La valutazione degli studi sperimentali su animali e degli studi clinici su pazienti circa la guarigione della cartilagine mostra una variazione larga dei risultati, a volte piuttosto contraddittoria che riflette la difficoltà di questo tipo di ricerca. Una ragione è la mancanza dei procedimenti standardizzati nello sperimentazione animale e la mancanza di uno studio randomizzato a doppio cieco, controllato da placebo o gruppo terapeutico tradizionale. La valutazione delle caratteristiche della ricerca di base ed i controlli dei pazienti nel lavoro di Brittberg è stata fatta su giudizi dei ricercatori negli studi sperimentali e su valutazioni soggettive ed oggettive dei pazienti operati, senza minimamente valutare la possibilità di una guarigione eguale o migliore con trattamento tradizionale.
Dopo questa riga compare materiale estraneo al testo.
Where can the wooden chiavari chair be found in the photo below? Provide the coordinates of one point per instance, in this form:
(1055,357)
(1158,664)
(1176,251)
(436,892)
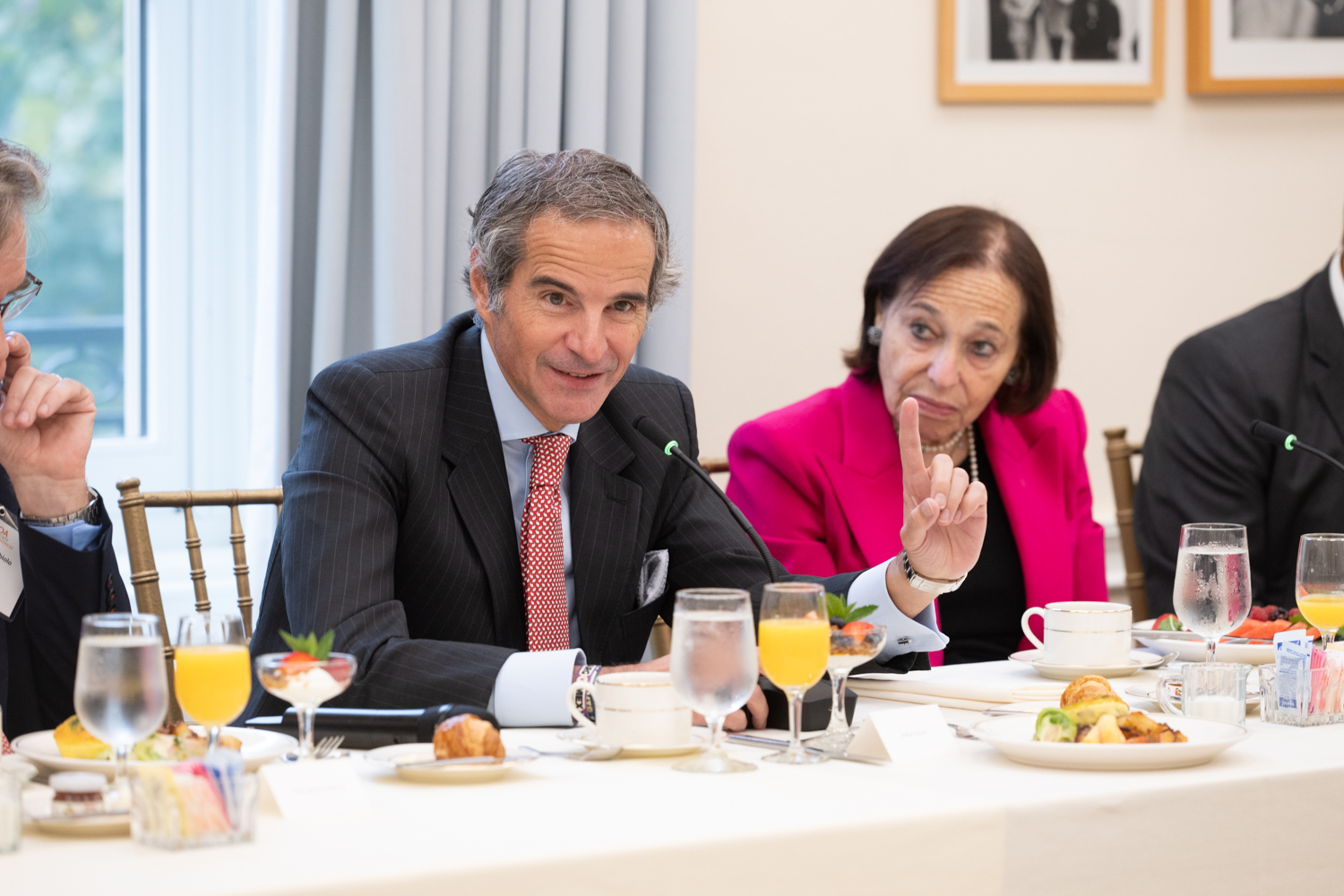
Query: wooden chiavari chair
(144,575)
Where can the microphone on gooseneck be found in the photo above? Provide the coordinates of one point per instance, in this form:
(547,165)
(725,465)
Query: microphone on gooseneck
(650,430)
(1269,433)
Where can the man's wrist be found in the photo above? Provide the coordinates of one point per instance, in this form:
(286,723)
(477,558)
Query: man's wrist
(45,497)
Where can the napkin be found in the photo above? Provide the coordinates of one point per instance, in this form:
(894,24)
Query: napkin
(972,686)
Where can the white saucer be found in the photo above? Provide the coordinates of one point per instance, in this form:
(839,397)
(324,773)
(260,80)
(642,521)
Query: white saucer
(585,737)
(1137,659)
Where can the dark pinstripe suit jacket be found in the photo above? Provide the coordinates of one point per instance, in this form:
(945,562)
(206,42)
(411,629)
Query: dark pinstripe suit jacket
(398,530)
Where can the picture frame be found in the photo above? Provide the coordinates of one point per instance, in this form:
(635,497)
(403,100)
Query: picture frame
(1007,51)
(1263,47)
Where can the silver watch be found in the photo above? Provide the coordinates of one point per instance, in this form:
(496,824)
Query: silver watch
(83,514)
(919,583)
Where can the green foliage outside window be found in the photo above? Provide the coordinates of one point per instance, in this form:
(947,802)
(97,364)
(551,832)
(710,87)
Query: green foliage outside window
(61,94)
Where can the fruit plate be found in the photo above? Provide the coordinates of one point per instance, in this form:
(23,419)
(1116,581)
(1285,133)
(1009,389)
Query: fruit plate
(1191,650)
(1011,735)
(397,755)
(1067,672)
(39,747)
(586,739)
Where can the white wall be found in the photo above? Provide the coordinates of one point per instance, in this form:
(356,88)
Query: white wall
(820,136)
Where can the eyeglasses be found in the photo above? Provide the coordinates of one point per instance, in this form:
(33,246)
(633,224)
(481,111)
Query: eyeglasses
(13,303)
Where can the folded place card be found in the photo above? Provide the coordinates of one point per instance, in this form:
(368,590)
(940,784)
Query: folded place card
(325,788)
(900,735)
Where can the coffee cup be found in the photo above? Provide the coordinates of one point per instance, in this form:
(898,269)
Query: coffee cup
(633,708)
(1082,633)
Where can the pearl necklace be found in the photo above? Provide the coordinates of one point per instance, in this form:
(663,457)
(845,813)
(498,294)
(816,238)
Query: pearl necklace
(969,433)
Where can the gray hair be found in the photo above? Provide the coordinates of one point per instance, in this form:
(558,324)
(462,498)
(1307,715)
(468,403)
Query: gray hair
(575,185)
(23,185)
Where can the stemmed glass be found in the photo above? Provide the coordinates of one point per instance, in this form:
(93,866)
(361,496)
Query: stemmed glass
(1320,582)
(795,646)
(714,664)
(847,653)
(1212,591)
(214,670)
(121,686)
(306,684)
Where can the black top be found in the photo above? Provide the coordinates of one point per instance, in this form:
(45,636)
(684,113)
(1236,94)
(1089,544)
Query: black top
(983,616)
(1282,363)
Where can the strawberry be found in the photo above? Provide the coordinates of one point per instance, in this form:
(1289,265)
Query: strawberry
(857,630)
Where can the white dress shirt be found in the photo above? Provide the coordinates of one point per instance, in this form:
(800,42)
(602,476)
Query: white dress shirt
(531,685)
(1336,277)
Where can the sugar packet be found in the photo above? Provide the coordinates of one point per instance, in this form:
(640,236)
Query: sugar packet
(1293,670)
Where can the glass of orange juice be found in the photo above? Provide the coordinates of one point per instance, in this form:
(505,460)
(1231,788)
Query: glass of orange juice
(795,641)
(1320,582)
(214,669)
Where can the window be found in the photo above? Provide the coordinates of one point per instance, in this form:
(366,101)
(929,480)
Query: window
(62,96)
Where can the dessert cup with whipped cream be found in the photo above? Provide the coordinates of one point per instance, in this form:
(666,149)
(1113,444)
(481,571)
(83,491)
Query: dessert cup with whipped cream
(306,684)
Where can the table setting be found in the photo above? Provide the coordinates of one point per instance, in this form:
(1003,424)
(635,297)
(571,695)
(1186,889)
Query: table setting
(970,769)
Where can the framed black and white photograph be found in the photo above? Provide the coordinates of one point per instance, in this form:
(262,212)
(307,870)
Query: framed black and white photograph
(1050,50)
(1265,46)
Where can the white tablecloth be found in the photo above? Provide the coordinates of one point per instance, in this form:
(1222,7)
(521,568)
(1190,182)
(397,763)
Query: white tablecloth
(972,823)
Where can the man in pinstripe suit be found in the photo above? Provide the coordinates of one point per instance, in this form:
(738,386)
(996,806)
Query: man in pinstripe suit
(472,512)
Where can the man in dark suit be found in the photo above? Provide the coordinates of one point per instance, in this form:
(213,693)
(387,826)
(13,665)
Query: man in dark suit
(472,512)
(56,521)
(1281,362)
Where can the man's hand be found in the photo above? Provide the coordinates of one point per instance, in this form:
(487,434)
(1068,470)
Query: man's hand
(733,721)
(945,516)
(46,429)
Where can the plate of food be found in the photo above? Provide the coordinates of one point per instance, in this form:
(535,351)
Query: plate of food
(1093,729)
(1250,643)
(70,747)
(467,750)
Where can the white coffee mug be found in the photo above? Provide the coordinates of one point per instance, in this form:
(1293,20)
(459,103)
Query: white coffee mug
(634,708)
(1082,633)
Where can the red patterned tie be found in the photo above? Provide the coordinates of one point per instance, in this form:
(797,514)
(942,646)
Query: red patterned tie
(542,546)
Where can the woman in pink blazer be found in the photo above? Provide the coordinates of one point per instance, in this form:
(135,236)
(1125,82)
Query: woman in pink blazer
(959,316)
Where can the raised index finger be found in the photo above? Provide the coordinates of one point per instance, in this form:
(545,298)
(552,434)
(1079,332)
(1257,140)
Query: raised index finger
(911,455)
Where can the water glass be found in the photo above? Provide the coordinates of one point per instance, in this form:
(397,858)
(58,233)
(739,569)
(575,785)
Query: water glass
(714,664)
(121,686)
(1214,691)
(1320,582)
(1212,591)
(795,646)
(214,670)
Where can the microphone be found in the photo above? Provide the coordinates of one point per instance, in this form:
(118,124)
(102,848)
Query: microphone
(650,430)
(1269,433)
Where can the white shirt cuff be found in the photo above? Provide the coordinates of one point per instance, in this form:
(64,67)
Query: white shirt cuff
(530,689)
(903,633)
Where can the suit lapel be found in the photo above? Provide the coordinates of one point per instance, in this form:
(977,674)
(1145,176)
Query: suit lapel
(604,530)
(478,485)
(1324,338)
(867,479)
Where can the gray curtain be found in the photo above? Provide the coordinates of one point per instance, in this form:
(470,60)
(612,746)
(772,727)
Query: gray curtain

In altre parole, non è dimostrato che la guarigione della cartilagine sia dovuta in massima parte alla sospensione cellulare, al tessuto periostale o addirittura alla guarigione spontanea indotta dalla preparazione della base di impianto come potrebbe succedere nei trattamenti tradizionali come le perforazioni sec. Pridie o le microfratture sec. Stedman. Inoltre, le caratteristiche biomeccaniche del trapiantato della cartilagine non sono state, a tutt’oggi, completamente esaminate, e soprattutto nessuno ha potuto mai dichiarare che questo trattamento comunque possa ritardare l’evoluzione dell’osteoartrosi secondaria a difetto cartilagineo(61,62).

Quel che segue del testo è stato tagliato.